Mugabe’s ‘Reichstag fire’?

Events in Zimbabwe took an ominous turn today as Robert Mugabe’s regime claimed that the air force commander, Air Marshal Perence Shiri, had been the victim of an assassination attempt. With the collapse of mediation talks, the always-fragile power-sharing agreement is effectively dead and indications suggest the regime is preparing an all-out offensive against the democratic opposition.

Tendai Biti, secretary general of the Movement for Democratic Change, fears that the regime will use the incident, in which Shirii was reportedly shot in the hand, as a “Reichstag” excuse to suppress all opposition. “Mugabe can kill two birds with one stone,” Biti said. “He can use it as a way of attacking us, and then attacking whatever faction of ZANU-PF he wants to decimate.”

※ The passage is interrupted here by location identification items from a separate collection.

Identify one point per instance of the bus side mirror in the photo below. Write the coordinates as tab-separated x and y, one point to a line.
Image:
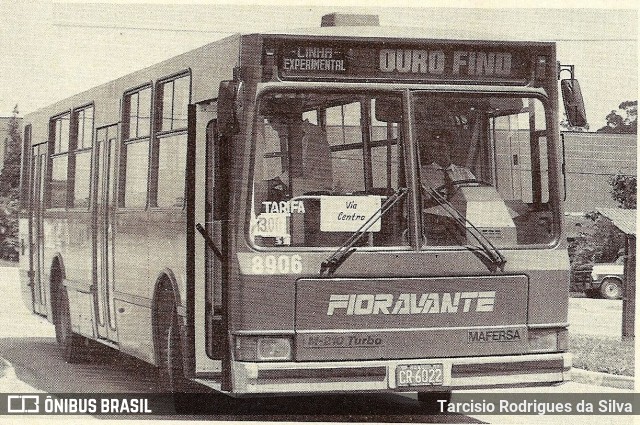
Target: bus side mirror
573	103
227	107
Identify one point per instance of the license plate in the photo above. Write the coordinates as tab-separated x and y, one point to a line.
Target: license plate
417	375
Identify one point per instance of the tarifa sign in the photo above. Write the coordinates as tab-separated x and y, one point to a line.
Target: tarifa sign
424	61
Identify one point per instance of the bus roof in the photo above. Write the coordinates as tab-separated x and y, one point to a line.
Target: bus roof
410	33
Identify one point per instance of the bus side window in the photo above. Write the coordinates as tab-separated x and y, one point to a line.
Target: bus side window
59	147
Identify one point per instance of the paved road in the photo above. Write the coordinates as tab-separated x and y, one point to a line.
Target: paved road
28	343
598	317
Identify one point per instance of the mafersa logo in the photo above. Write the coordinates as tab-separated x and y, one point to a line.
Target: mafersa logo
426	303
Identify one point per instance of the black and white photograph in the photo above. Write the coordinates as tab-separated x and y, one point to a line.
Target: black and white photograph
305	211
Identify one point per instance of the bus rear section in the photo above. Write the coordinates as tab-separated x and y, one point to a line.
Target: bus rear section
403	235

A leading member of the Joint Operations Command, the security service hard-liners currently guiding Mugabe, Shiri is deeply implicated in recent atrocities. He is also Mugabe’s cousin and headed the North Korean-trained Fifth Brigade that perpetrated the Ndebele massacres of between 8,000-20,000 civilians from 1982 and 1987.

Opposition forces have faced incrementally growing repression over recent weeks.  A march by several hundred civil society activists of the National Constitutional Assembly (NCA) was attacked by police using tear gas and dogs. International labor unions condemned the arrests and beatings of more than 48 union activists, including the arrest of Wellington Chibebe, Secretary General of the Zimbabwe Congress of Trade Unions.

Other activists have been quietly spirited away or ‘disappeared’ in a manner eerily reminiscent of Latin America’s worst military dictatorships.

Where is Jestina Mukoko? asks Norman Geras, a British blogger who has written consistently and intelligently on the crisis in Zimbabwe. Mukoko resigned from state television to lead the Zimbabwe Peace Project, a human rights monitoring network. He links to this report detailing abductions of Zimbabwean human rights activists and to this story detailing the circumstances of Mukoko’s abduction:

She has collected evidence of tens of thousands of abuses in the past decade. Her monthly reports have detailed the routine tyranny of violence, the shortage of food and the denial of free speech that characterise Zimbabwean life today, particularly in rural areas.

Mukoko pioneered the use of information technology to map Zanu-PF’s attacks on its opponents. Before elections last March she presented her findings publicly in a Harare hotel. She knew her audience included members of the CIO but nevertheless set out patterns of violence in the 2002 and 2005 elections and predicted where trouble would occur in 2008.

The places she identified – such as Manicaland and Masvingo provinces – were indeed subjected to Zanu-PF campaigns of mass eviction, communal beating and murder. Opposition figures believe much of Zimbabwe’s current tragedy might have been avoided if international observers had followed her advice and gone to such trouble spots.

Mukoko has been an outspoken critic of Zimbabwe’s system of supplying food. Her analysis shows food is supplied to those showing loyalty to the ruling party and is denied to opposition supporters.